The European Commission has approved oral decitabine and cedazuridine (Inqovi) for treating adult patients with newly diagnosed acute myeloid leukemia (AML) who are unable to receive standard induction chemotherapy, according to a press release from Otsuka Pharmaceutical Europe Ltd. and Astex Pharmaceuticals, Inc.1
Supporting data for the European approval came from the phase 3 ASCERTAIN trial (NCT03306264). In the trial, oral decitabine and cedazuridine demonstrated pharmacokinetic exposure equivalence to intravenous decitabine administered across a standard 5-day schedule, thereby meeting the study’s primary end point. Additionally, the safety profile of the fixed-dose oral combination was comparable with that of intravenous decitabine.
In the open-label phase 3 ASCERTAIN trial, patients with myelodysplastic syndromes (MDS), chronic myelomonocytic leukemia, and AML were randomly assigned to one of 2 treatment arms. In the experimental arm, patients received 100 mg of cedazuridine plus 35 mg of decitabine orally as part of 28-day cycles.

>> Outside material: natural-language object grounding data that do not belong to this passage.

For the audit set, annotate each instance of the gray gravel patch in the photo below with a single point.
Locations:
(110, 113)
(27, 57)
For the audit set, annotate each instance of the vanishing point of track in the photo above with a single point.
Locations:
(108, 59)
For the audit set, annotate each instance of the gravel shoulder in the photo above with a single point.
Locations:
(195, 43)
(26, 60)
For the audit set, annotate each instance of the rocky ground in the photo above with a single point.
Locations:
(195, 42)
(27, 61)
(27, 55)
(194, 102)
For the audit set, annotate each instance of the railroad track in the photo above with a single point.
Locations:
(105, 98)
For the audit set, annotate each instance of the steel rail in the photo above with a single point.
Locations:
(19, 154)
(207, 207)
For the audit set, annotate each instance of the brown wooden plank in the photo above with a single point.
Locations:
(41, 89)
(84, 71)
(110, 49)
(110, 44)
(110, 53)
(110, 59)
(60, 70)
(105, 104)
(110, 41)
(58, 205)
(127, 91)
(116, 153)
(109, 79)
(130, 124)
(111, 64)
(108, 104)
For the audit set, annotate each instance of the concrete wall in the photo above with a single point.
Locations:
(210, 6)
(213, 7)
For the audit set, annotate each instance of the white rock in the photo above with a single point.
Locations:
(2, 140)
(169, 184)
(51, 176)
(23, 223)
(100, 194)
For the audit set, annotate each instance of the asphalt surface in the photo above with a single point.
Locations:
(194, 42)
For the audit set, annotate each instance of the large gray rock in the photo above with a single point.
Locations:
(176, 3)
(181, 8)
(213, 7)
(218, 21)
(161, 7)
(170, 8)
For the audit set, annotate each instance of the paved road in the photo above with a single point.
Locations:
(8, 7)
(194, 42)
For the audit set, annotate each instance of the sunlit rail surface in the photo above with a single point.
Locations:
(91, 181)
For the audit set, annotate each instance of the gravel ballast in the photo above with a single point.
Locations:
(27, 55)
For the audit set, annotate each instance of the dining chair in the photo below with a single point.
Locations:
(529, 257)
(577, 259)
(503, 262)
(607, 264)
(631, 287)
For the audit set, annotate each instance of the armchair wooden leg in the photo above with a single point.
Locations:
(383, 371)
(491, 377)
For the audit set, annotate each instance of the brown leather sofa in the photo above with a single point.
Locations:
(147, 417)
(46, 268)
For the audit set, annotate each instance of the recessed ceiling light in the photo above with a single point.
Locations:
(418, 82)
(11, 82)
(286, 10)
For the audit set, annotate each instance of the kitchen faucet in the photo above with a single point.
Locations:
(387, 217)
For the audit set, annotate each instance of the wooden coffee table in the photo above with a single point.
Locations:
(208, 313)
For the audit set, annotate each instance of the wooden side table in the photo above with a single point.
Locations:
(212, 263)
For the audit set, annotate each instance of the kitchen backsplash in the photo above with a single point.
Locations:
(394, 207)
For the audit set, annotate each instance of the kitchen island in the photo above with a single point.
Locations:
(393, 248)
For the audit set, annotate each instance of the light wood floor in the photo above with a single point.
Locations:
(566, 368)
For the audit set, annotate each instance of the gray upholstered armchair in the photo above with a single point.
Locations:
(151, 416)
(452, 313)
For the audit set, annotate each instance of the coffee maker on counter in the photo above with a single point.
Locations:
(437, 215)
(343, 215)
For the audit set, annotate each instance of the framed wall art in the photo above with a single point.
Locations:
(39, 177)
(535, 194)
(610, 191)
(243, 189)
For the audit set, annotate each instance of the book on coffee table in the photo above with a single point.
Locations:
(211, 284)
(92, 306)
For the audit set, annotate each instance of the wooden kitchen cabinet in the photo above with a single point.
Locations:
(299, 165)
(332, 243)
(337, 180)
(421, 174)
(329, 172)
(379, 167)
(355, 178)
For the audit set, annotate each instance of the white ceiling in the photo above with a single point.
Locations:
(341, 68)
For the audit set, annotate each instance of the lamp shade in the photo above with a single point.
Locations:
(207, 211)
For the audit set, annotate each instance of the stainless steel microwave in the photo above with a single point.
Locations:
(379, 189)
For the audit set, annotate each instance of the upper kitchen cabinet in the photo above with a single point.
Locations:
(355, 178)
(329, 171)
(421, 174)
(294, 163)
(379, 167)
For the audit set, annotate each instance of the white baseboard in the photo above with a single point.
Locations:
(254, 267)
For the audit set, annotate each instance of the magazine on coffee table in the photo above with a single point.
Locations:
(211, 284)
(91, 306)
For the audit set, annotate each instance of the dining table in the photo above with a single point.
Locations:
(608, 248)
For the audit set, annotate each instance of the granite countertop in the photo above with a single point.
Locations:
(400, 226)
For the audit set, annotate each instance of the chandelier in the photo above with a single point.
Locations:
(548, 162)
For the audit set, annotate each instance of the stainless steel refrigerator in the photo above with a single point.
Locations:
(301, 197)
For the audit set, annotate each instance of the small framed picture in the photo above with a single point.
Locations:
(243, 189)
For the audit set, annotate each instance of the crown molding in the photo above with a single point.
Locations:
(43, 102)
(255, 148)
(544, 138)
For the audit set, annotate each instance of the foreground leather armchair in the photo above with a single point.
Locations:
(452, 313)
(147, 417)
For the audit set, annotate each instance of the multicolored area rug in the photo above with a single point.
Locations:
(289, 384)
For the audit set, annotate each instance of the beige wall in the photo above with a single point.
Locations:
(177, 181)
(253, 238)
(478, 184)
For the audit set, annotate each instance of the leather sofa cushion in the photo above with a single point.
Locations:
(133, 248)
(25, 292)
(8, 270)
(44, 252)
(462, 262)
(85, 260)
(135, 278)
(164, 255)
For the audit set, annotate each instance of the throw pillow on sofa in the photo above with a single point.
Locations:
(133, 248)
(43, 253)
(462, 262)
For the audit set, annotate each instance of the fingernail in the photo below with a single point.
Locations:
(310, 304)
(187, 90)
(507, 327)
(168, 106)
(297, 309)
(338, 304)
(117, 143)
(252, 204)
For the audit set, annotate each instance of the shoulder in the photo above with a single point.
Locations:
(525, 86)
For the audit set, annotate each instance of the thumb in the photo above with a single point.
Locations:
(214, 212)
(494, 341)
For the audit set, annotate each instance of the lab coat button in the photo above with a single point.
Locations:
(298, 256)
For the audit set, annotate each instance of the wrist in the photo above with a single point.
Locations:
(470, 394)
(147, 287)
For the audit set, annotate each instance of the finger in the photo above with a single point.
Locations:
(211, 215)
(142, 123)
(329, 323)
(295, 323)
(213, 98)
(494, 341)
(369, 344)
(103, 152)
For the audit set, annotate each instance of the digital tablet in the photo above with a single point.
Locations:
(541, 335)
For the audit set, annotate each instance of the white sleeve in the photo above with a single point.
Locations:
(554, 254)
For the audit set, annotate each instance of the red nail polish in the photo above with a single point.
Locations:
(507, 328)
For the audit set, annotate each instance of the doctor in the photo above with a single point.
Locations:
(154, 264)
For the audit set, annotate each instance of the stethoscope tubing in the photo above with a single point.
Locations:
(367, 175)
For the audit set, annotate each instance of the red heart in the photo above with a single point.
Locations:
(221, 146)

In the comparator arm, patients received 20 mg/m2 of intravenous decitabine daily.
The European Medicines Agency accepted the marketing authorization application for oral decitabine and cedazuridine in AML not eligible to be treated with induction chemotherapy in August 2022.2
The FDA approved oral decitabine and cedazuridine in adult patients with MDS in July 2020.3 Supporting data for this approval came from the phase 1/2 ASTX727-01-B trial (NCT02103478) and the ASCERTAIN trial.